Pasquale Chiaro

Non ce l’ha fatta Pasquale Chiaro, il 32enne di Pozzuoli coinvolto in un tremendo incidente stradale avvenuto domenica 23 aprile in via Madonna del Pantano, sulla strada che collega l’area giuglianese con quella aversana.

Pasquale è deceduto la notte scorsa nel reparto di Rianimazione dell’ospedale “Umberto I” di Nocera Inferiore, dove era stato trasferito dal “Moscati” di Aversa in seguito al progressivo aggravarsi del suo quadro clinico.

Fin dal primo momento, i medici purtroppo non avevano dato speranze ai familiari e agli amici di “Paki”, a causa di un coma irreversibile.

Centinaia le testimonianze di affetto manifestate da quanti (come chi vi scrive) avevano avuto la fortuna di conoscere ed apprezzare Pasquale, nato e cresciuto al parco Bognar ma poi trasferitosi da qualche anno con la famiglia a Giugliano.

Ovunque sia andato, Pasquale ha portato allegria, spensieratezza, amicizia, affetto, condivisione: nella chiesa del Carmine (dove era stato ministrante e componente il coro parrocchiale), nella palestra  che frequentava per scolpire il suo fisico statuario, nel lido in cui adorava trascorrere  il suo tempo libero, nella facoltà universitaria dove aveva terminato brillantemente gli studi (era laureato in Scienze Politiche), nelle aziende in cui lavorava saltuariamente e  nel ballo, la sua grandissima passione.

Pasquale in una immagine di qualche anno fa

Gli amici “storici” del coro della chiesa del Carmine, domenica scorsa gli avevano registrato anche alcuni audio di canti che Pasquale amava per farglieli ascoltare mentre lui era in coma.

E tante altre persone che gli volevano bene si sono recate al suo capezzale anche solo per stringergli la mano, sussurrargli qualcosa, nella speranza che servisse a farlo risvegliare da quel sonno maledetto da cui, purtroppo, non si è più ripreso.

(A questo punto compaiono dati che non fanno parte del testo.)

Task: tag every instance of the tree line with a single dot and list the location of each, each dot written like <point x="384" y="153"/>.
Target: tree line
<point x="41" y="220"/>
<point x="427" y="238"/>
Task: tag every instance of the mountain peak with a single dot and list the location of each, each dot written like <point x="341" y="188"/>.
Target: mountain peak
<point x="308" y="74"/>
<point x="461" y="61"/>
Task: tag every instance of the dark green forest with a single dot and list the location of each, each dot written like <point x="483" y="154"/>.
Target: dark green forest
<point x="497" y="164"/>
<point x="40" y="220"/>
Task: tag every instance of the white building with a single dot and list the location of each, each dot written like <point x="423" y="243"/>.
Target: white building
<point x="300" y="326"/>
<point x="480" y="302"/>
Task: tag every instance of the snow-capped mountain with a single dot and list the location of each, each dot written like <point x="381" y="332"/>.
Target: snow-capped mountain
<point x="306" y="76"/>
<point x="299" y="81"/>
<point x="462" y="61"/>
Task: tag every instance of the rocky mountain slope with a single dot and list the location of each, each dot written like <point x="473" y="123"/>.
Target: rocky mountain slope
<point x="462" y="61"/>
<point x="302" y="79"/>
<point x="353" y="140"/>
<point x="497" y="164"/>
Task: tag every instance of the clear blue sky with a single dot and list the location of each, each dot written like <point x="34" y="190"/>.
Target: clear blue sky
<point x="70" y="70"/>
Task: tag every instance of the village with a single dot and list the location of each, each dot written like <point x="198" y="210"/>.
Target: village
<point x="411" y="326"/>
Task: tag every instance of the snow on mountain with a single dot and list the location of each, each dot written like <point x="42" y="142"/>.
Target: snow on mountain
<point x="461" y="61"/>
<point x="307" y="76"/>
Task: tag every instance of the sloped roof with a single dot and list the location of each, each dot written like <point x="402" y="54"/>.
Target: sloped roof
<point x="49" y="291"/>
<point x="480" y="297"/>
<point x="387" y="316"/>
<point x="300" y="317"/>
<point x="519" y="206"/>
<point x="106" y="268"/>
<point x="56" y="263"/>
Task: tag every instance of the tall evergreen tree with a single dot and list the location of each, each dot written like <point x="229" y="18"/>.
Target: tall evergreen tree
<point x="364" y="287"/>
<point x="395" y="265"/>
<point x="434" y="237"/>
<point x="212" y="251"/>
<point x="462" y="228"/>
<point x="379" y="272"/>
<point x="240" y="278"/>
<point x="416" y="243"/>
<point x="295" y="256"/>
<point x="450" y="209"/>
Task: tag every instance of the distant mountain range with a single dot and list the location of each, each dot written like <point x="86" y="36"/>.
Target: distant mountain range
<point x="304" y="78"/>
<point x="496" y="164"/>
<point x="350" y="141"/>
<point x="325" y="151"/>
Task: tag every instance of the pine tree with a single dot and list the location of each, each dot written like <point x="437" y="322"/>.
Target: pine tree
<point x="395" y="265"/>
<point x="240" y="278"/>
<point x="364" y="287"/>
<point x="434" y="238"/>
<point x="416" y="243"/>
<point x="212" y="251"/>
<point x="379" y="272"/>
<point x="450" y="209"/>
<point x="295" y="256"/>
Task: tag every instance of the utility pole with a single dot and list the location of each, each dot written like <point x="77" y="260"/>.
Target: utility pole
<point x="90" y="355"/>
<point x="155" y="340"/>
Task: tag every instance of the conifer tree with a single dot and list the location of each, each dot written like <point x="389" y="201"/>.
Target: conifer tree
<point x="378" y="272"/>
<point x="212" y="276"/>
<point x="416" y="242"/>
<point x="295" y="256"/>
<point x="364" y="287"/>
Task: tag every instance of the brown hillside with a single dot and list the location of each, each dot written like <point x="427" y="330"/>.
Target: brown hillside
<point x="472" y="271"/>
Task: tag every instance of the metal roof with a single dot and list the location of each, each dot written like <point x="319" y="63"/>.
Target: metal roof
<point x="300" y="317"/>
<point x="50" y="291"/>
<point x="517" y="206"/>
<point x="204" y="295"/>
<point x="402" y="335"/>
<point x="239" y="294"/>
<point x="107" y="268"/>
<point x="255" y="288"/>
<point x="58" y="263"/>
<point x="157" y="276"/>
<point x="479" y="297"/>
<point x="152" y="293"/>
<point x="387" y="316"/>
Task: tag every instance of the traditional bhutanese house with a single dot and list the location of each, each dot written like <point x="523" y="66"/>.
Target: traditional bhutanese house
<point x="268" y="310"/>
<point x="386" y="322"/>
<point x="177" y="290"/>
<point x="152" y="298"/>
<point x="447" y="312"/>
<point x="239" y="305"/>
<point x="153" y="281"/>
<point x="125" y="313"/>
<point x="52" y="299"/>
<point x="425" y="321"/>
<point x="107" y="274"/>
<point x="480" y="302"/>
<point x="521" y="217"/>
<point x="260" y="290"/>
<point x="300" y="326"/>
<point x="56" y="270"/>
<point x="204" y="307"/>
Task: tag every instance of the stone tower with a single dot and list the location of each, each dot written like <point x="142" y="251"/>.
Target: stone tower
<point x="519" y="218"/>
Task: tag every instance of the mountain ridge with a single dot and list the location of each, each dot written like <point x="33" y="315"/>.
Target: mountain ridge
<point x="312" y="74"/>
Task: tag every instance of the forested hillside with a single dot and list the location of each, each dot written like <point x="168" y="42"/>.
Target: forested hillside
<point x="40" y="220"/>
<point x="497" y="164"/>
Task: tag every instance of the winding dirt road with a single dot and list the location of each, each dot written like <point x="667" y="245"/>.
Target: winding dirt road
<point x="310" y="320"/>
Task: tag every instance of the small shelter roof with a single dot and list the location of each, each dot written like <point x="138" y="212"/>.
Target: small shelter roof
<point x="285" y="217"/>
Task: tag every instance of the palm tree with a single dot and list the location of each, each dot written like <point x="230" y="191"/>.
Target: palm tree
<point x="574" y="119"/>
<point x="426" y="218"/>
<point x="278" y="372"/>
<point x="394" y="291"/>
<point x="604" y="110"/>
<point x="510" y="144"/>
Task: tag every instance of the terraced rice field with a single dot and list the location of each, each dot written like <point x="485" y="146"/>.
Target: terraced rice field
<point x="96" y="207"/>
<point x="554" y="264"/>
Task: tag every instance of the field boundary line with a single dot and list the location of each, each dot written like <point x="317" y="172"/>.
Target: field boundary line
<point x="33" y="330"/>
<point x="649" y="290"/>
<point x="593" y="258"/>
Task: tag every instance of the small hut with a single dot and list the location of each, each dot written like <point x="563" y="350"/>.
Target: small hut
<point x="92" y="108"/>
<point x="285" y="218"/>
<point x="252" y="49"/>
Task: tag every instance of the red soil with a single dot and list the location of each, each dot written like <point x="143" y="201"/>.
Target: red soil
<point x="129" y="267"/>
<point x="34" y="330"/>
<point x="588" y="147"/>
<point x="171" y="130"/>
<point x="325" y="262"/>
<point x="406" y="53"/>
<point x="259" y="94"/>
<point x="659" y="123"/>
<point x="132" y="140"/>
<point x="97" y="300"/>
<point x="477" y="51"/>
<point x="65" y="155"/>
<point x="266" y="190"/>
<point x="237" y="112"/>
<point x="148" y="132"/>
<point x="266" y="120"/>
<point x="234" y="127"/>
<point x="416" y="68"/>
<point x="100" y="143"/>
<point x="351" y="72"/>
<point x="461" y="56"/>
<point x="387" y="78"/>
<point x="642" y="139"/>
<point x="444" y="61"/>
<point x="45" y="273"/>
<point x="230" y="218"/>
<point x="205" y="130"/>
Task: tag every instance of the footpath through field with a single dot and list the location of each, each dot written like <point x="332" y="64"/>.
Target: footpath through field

La morte di Pasquale lascia un vuoto enorme: a dimostrarlo è l’ondata di affetto che ha travolto il suo profilo di Facebook, dove, dal giorno dell’incidente, ognuno ha voluto lasciare un messaggio, un augurio, un incoraggiamento.

Poi la tremenda notizia e la speranza si è trasformata in lacrime, commozione e in dolci ricordi.

In tanti vorranno salutarlo per l’ultima volta.

La famiglia, sempre attraverso Fb, ha annunciato tuttavia che non è ancora possibile conoscere né la data né il luogo dei funerali.